No final de 2021, foi editado o Decreto nº 10.854/2021 com vistas a regulamentar disposições relativas à legislação trabalhista e instituir o programa permanente de consolidação, simplificação e desburocratização de normas trabalhistas infralegais e o prêmio nacional trabalhista. Dentre as alterações promovidas, houve a revogação expressa do Decreto nº 89.339/1984.

Editado após a Lei nº 7.064/1982, também conhecida como Lei do Expatriado ou Lei Mendes Junior, o Decreto nº 89.339/1984 tinha como objetivo regular a situação dos trabalhadores contratados ou transferidos, por empresas prestadoras de serviços de engenharia, inclusive consultoria, projetos e obras, montagens, gerenciamento e congêneres, para prestar serviços no exterior.

Quando a referida lei e o decreto foram editados pretendeu o legislador apenas regular a transferência e a contratação de empregados de empresas de engenharia no exterior. Ou seja, a princípio, as disposições legais não eram aplicáveis a todos os empregados transferidos para o exterior, ainda que, posteriormente, a jurisprudência as tenha aplicado, por analogia, aos demais casos. 

Essa situação se consolidou quando da edição da Lei nº 11.962/2009 que alterou a Lei nº 7.064/1982 para dispor expressamente que as disposições da Lei do Expatriado eram aplicáveis a todos "os trabalhadores contratados no Brasil ou transferidos por seus empregadores para prestar serviço no exterior", independentemente da área de atuação das empresas e de seus empregados.

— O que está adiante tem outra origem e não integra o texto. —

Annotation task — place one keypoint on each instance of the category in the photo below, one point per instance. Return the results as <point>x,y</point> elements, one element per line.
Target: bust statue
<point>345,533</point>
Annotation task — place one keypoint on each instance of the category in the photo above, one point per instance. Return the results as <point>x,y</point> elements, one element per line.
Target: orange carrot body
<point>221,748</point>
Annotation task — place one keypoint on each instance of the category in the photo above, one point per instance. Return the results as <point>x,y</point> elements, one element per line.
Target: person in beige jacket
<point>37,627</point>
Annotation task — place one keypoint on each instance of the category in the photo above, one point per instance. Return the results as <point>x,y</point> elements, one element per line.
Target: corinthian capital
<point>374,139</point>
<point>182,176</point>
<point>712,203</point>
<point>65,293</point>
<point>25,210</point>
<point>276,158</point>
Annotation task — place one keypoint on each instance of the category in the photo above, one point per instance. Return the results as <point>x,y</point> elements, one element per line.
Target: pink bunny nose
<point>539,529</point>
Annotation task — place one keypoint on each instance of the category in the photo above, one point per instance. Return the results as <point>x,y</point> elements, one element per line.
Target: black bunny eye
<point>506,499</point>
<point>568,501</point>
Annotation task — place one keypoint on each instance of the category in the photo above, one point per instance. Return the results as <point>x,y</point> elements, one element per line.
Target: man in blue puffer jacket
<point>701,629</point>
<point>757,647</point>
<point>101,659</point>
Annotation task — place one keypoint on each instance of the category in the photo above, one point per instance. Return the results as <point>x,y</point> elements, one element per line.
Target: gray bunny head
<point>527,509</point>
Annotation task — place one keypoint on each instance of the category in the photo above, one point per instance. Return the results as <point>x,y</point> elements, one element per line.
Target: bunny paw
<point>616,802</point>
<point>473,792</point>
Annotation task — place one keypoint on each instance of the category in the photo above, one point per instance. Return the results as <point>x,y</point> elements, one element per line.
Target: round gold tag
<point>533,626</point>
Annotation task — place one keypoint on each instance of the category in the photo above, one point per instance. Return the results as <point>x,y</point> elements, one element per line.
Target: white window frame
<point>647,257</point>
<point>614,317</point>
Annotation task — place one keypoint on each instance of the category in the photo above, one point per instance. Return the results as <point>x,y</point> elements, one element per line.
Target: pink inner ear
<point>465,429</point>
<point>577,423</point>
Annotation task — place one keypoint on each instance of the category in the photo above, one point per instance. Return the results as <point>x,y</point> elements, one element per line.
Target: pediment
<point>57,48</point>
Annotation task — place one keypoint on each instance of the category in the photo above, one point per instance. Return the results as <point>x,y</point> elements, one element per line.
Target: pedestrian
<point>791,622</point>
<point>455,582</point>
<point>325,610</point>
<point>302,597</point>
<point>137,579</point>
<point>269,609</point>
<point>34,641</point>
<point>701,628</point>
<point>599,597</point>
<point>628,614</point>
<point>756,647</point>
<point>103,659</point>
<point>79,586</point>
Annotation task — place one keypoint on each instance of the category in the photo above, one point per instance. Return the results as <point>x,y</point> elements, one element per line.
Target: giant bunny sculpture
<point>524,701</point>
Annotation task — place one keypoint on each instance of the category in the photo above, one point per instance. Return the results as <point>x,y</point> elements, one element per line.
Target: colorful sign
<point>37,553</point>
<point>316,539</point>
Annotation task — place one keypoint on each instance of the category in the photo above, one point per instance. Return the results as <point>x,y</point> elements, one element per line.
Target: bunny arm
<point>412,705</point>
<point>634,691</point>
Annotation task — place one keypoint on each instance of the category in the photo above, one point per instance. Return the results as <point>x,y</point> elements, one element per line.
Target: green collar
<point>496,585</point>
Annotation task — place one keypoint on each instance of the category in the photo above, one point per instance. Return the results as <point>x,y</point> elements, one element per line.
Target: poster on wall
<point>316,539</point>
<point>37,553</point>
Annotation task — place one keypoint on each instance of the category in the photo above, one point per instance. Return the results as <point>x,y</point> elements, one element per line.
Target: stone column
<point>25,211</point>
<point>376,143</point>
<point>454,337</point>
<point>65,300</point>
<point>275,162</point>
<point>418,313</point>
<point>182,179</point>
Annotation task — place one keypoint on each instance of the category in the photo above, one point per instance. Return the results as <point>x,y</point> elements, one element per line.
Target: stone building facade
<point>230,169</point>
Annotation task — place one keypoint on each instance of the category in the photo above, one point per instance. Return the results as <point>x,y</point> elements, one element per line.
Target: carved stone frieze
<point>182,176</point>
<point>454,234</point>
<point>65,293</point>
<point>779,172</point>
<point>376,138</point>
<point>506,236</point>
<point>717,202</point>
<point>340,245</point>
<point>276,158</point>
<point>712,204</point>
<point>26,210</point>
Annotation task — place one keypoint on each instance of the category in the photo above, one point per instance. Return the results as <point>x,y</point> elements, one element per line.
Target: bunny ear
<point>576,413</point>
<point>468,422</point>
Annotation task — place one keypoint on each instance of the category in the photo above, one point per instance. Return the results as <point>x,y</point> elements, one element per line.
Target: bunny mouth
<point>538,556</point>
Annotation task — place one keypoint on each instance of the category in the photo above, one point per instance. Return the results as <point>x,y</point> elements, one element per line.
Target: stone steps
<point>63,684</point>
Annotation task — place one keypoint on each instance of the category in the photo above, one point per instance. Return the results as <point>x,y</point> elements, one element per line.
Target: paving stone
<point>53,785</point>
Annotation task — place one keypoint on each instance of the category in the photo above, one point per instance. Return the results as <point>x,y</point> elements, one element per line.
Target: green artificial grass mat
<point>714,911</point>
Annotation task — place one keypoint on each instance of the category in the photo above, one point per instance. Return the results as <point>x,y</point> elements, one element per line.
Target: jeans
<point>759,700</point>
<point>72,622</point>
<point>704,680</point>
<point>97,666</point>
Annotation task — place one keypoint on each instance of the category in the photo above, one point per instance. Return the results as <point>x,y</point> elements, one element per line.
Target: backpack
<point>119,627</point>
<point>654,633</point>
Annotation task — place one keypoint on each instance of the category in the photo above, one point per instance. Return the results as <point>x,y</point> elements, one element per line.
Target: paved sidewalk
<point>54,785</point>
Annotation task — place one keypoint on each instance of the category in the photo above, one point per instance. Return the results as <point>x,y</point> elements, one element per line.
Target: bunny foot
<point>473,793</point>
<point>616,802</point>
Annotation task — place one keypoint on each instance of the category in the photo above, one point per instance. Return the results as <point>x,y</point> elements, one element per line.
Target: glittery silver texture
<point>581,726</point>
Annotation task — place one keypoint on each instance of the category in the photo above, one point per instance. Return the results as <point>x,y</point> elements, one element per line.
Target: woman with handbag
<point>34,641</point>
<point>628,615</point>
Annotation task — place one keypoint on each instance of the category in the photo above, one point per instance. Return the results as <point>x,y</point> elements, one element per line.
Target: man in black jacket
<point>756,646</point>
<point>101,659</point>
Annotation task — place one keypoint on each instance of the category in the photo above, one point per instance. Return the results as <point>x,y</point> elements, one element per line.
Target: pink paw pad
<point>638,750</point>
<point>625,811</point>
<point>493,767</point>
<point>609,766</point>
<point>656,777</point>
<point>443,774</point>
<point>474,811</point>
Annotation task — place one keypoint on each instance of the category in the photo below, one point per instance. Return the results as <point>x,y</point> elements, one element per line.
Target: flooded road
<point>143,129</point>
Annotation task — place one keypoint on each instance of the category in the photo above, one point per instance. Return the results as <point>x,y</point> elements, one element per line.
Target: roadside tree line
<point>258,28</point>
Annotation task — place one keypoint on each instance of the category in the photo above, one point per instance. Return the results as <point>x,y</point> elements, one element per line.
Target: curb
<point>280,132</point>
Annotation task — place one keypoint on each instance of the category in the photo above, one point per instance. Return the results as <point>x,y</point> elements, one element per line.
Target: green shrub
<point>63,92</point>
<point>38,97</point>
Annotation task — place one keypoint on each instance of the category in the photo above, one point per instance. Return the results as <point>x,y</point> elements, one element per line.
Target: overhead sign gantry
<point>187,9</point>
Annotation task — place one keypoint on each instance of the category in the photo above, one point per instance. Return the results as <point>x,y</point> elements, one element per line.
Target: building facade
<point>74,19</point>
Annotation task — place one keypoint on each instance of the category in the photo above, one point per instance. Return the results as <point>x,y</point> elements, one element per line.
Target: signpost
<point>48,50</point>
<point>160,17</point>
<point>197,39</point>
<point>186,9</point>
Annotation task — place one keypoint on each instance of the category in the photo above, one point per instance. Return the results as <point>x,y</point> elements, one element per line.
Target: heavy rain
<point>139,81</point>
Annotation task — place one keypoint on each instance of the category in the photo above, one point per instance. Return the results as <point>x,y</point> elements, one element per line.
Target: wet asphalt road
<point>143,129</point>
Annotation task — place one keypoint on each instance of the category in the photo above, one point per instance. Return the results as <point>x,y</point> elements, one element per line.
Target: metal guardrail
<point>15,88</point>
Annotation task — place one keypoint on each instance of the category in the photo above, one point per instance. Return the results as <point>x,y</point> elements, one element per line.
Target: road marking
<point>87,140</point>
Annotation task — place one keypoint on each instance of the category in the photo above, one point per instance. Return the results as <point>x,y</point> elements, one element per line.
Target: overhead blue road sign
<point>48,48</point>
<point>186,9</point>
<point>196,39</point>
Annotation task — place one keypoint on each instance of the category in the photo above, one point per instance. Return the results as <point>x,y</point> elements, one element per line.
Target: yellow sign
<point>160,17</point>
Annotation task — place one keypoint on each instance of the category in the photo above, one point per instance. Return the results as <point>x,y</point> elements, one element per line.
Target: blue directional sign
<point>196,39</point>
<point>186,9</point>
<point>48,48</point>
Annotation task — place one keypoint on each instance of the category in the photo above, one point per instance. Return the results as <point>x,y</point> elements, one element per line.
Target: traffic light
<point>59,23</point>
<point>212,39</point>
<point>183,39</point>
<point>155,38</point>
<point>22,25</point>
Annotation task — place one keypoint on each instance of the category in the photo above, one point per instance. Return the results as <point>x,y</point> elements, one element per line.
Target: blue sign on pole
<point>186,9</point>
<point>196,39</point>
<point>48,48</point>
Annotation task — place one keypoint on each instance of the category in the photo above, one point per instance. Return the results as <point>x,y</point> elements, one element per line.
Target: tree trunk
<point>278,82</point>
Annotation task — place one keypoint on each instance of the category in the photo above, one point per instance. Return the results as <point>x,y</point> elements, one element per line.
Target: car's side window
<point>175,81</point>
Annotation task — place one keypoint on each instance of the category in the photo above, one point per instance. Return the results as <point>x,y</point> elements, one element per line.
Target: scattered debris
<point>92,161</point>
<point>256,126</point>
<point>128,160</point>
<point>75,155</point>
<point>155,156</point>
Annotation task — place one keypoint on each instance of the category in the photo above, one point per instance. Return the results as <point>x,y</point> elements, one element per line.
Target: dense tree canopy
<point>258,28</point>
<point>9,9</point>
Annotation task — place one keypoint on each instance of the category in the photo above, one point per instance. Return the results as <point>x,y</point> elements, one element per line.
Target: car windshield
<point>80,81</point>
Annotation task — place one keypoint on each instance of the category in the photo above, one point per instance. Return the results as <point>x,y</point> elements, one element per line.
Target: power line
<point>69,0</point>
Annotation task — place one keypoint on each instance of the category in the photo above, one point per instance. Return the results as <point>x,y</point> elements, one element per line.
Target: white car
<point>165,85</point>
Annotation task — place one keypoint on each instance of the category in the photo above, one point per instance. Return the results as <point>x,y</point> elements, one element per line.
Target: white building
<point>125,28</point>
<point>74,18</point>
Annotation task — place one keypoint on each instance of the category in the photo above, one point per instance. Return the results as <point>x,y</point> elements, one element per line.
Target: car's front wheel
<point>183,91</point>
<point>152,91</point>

Ocorre que o Decreto nº 89.339/1984 não sofreu essa alteração, tendo sua aplicação ficado limitada aos trabalhadores em empresas de engenharia, até o final da sua vigência em 2021. Com isso, não era possível ter segurança jurídica de que as disposições do Decreto valiam para todos os trabalhadores, diante da inexistência de ações judiciais discutindo a sua aplicabilidade aos demais trabalhadores.

Dentre os assuntos que o Decreto buscava regular, havia a possibilidade de dedução dos valores pagos pela empregadora, quando da liquidação de direitos no exterior, dos depósitos do FGTS em nome do empregado. Em outras palavras, a empresa poderia reaver os valores pagos no exterior em favor do empregado na liquidação de direitos, através do levantamento dos valores depositados na conta de FGTS do empregado.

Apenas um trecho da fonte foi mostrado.